Intentional use of extinction procedures is a nuanced topic. In some situations it may be appropriate. In others, it’s not.
The principle itself is straightforward. If a behaviour is maintained by reinforcement and that reinforcement is removed, the behaviour will reduce over time.
Sound behavioural science.
What requires closer examination is how that principle is applied, particularly in food-based training with horses.
In the early stages of food-based training, so-called ‘unwanted’ behaviours are informative. Food has been introduced, but the learner has not yet fully understood the promise of how food will be delivered. We may see mugging, pocket checking, nose investigation around the food bag, increased vocalisation, facial tension, or dropping in males. These are quickly labelled as ‘pushy,’ lacking ‘manners,’ or having ‘no boundaries.’

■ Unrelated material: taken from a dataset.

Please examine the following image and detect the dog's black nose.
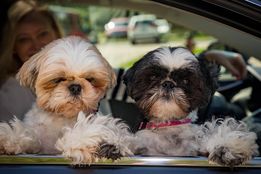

But these responses are not failings on the part of the horse.
They are feedback. They tell us WE got it wrong. That the contingency between marker and food is not yet clear. Our bad!
When the reinforcement system lacks clarity, the learner experiments. This exploration is completely natural. The horse is information-seeking within an environment that doesn’t yet make sense.
This is where the conversation about extinction becomes more nuanced. Can you extinguish confusion?
Extinction is a procedure. It applies when a clearly defined behaviour is being maintained by reinforcement and that reinforcement is deliberately withdrawn. You might not realise that’s what you are doing but it is happening.
The common advice is to go ‘cold turkey’ and withhold food, ignore investigation, create physical barriers, wait out any escalation of the mugging behaviour.
If the horse does not yet understand where food appears, how it is delivered, or what precisely earns it, ignoring mugging does not automatically create understanding. Frustration increases behavioural intensity. Escalation is then interpreted as further evidence that extinction is necessary. Go harder.
The focus remains on stopping behaviour rather than examining our system design.
Contemporary welfare-focused training places an emphasis on reinforcement system design rather than behaviour suppression.
When antecedents are carefully designed, marker signals are clear, reinforcement placement is consistent and rates are appropriate, many of the behaviours people attempt to extinguish never establish in the first place.
Not because they were suppressed.
Because the learner understands the rules of the our environment.
Should escalation of frustration be a routine feature of thoughtful training? I would argue no. It is worth examining whether escalation is an unavoidable component of learning, or the predictable outcome of a preventable lack of clarity.
The shift is in the question.
Not ‘How do I stop this behaviour?’
But ‘What does this behaviour tell me about the clarity of the information I gave?’
Very low-level extinction may have a place in shaping responses once the learner understands the contingency. It is not a primary tool for teaching ‘manners’ around food.
Clarity builds understanding. Suppression builds tension. Suppressed behaviour nearly always comes back to bite and most definitely teaches horses to have no opinion or that their opinions don’t matter.
The difference is the kind of training we choose to practise and the kind of horse behaviour we choose to encourage.
Errorless learning with horses offers us a framework to support low stress training.